Но с вашим фаталистическим взглядом я вообще не согласен. Нет, от политики многое зависит. Не все, но многое. Если бы я считал иначе, то не взялся бы за это дело. Конечно, в 90-м году наше представление об экономике по сравнению с 85-м и даже с 87-м годом — это день и ночь! Наше мышление очень продвинулось. Когда в 88-м году впервые я ввел в нашу экономику понятие конкуренции, монополизма… да и, кстати, фермерства… на меня вот такими глазами смотрели.
Мы держались до 89-го года. В 89-м году рост экономики был уже очень небольшой — 1,5 процента. В 90-м году прошли через нулевую отметку, начался спад, пошел настоящий раздрай в экономике.
— Так вот, все-таки, Николай Иванович, может быть, это падение было объективно, ни от чего не зависело? Или иначе: ну, вот остались бы вы у власти, стали бы, скажем, Президентом России. Вы думаете, что не было бы в принципе того же, что мы имеем сегодня?
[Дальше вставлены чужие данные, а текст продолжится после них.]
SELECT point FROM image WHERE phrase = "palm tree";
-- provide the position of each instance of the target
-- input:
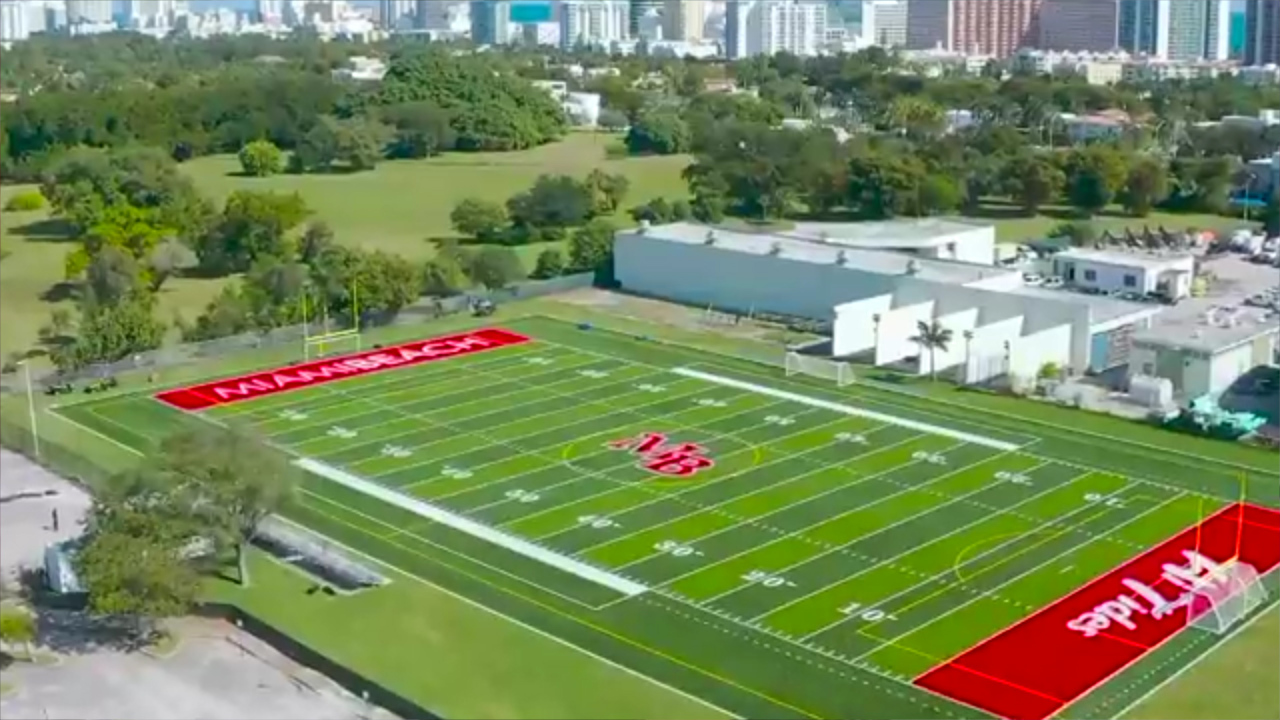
(932, 337)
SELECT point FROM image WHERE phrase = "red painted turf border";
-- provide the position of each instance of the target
(1038, 665)
(307, 374)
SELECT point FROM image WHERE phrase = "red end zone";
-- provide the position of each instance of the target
(1038, 665)
(257, 384)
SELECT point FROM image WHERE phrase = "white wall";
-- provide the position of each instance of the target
(954, 355)
(855, 324)
(977, 245)
(704, 274)
(987, 349)
(1029, 352)
(896, 329)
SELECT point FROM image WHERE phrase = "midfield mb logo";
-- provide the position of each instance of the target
(657, 455)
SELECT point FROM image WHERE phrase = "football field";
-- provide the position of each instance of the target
(775, 546)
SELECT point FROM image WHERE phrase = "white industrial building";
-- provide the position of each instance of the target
(1203, 354)
(873, 282)
(1112, 270)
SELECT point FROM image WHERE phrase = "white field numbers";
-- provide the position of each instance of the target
(931, 458)
(863, 613)
(767, 579)
(1015, 478)
(1101, 499)
(597, 522)
(676, 548)
(522, 496)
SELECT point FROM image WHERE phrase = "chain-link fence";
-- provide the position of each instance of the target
(192, 352)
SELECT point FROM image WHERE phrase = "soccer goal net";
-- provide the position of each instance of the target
(798, 364)
(328, 343)
(1225, 596)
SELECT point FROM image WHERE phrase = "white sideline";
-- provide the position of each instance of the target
(848, 409)
(472, 528)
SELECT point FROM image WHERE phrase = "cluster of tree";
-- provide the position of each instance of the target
(137, 222)
(187, 510)
(553, 209)
(430, 101)
(753, 169)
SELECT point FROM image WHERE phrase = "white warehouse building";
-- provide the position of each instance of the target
(873, 282)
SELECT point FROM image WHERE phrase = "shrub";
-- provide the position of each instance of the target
(24, 203)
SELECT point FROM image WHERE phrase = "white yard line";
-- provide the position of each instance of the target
(661, 495)
(869, 451)
(419, 397)
(475, 468)
(475, 529)
(844, 547)
(508, 618)
(849, 410)
(1057, 523)
(891, 560)
(624, 463)
(750, 550)
(1041, 566)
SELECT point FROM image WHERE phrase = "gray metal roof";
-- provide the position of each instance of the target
(1185, 327)
(824, 254)
(926, 232)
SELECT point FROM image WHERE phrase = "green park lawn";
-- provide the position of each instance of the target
(398, 208)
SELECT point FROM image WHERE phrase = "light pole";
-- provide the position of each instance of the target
(31, 406)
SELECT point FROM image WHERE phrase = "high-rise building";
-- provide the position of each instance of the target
(885, 22)
(986, 27)
(1079, 24)
(597, 23)
(490, 22)
(638, 10)
(685, 19)
(767, 27)
(1261, 32)
(95, 12)
(1178, 30)
(270, 12)
(13, 22)
(391, 12)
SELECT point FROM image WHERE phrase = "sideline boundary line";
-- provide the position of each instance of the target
(472, 528)
(849, 410)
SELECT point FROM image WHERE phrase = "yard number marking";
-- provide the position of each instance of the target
(396, 451)
(768, 579)
(869, 614)
(597, 522)
(1016, 478)
(851, 437)
(1104, 500)
(676, 548)
(522, 496)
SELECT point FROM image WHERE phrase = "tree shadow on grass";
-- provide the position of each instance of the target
(50, 229)
(60, 292)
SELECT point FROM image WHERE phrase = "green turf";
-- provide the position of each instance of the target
(764, 566)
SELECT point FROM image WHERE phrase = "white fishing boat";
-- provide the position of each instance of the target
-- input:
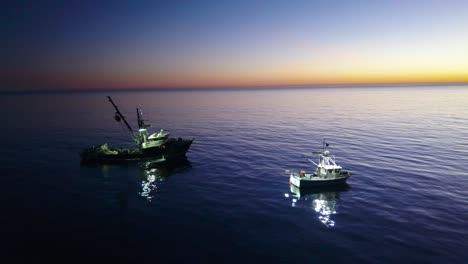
(327, 172)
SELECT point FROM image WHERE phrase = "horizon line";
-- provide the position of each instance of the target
(228, 88)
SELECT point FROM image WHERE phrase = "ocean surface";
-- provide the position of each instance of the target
(406, 202)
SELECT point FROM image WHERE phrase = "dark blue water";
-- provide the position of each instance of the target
(406, 201)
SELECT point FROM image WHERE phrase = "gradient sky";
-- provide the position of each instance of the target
(164, 44)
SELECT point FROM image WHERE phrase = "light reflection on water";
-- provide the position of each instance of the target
(323, 201)
(155, 173)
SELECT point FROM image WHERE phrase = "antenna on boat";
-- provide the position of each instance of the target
(141, 121)
(118, 115)
(324, 144)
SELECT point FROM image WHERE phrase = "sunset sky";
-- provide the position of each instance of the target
(205, 44)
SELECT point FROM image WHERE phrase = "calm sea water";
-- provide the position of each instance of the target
(405, 203)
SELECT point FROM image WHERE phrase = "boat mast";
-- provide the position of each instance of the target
(119, 114)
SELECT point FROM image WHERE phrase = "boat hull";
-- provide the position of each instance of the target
(173, 149)
(303, 182)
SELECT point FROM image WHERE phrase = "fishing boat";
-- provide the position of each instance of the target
(327, 172)
(156, 146)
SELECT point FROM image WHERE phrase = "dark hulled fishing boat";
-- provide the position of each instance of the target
(157, 146)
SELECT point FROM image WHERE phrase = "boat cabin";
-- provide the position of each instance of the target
(154, 140)
(327, 166)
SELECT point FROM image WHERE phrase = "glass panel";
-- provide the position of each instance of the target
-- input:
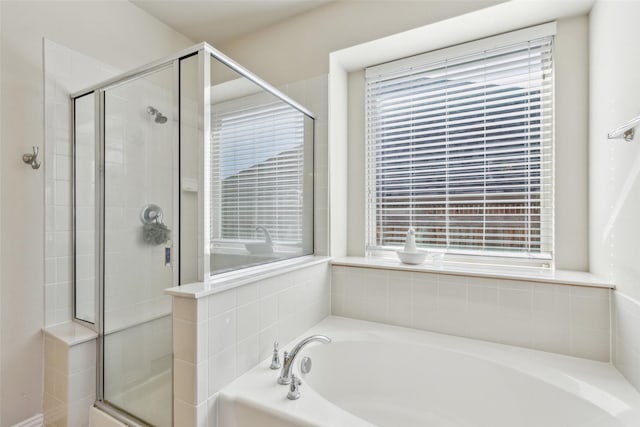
(85, 208)
(189, 166)
(139, 148)
(260, 174)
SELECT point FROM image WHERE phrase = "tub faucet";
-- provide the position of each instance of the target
(289, 358)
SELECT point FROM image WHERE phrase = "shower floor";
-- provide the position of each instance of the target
(147, 400)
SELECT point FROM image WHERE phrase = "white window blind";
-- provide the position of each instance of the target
(460, 148)
(257, 171)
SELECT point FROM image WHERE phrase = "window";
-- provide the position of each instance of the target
(459, 147)
(258, 169)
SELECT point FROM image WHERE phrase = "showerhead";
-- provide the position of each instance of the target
(159, 117)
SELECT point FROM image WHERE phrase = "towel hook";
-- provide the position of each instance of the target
(32, 159)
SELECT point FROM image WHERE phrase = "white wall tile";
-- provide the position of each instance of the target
(248, 320)
(222, 331)
(556, 318)
(241, 328)
(626, 337)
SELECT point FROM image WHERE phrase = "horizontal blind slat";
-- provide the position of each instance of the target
(462, 150)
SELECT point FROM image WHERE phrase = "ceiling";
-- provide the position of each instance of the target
(216, 21)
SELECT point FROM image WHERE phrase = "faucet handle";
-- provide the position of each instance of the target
(294, 388)
(275, 360)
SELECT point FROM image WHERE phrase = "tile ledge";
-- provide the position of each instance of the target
(203, 289)
(70, 333)
(564, 277)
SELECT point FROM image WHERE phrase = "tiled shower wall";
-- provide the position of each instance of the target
(572, 320)
(66, 71)
(626, 337)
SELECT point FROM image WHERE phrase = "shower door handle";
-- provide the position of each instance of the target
(167, 256)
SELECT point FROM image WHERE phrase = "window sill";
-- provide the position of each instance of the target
(541, 275)
(229, 281)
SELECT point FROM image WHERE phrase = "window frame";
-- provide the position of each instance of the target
(492, 42)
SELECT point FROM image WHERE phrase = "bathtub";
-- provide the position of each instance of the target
(374, 374)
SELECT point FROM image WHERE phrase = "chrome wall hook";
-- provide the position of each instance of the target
(32, 159)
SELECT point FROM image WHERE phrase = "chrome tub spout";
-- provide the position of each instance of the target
(290, 357)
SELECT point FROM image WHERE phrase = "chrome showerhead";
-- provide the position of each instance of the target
(159, 117)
Вы всерьез верите, что смогли бы задержать падение маятника?
— Конечно, переход от плановой к рыночной системе безболезненно пройти не мог. В этом смысле трудность переходного периода неизбежна при любом руководстве. Вы помните, что со мной делали в мае 90-го года, когда я выдвинул комплекс мер по переходу к рынку, в числе которых было и реформирование цен. Тогда Бунич крылатую фразу сказал о нас — «Шок без терапии». Да… С тех пор менялись премьеры, много было «шоков», а до «терапии» так и не добрались…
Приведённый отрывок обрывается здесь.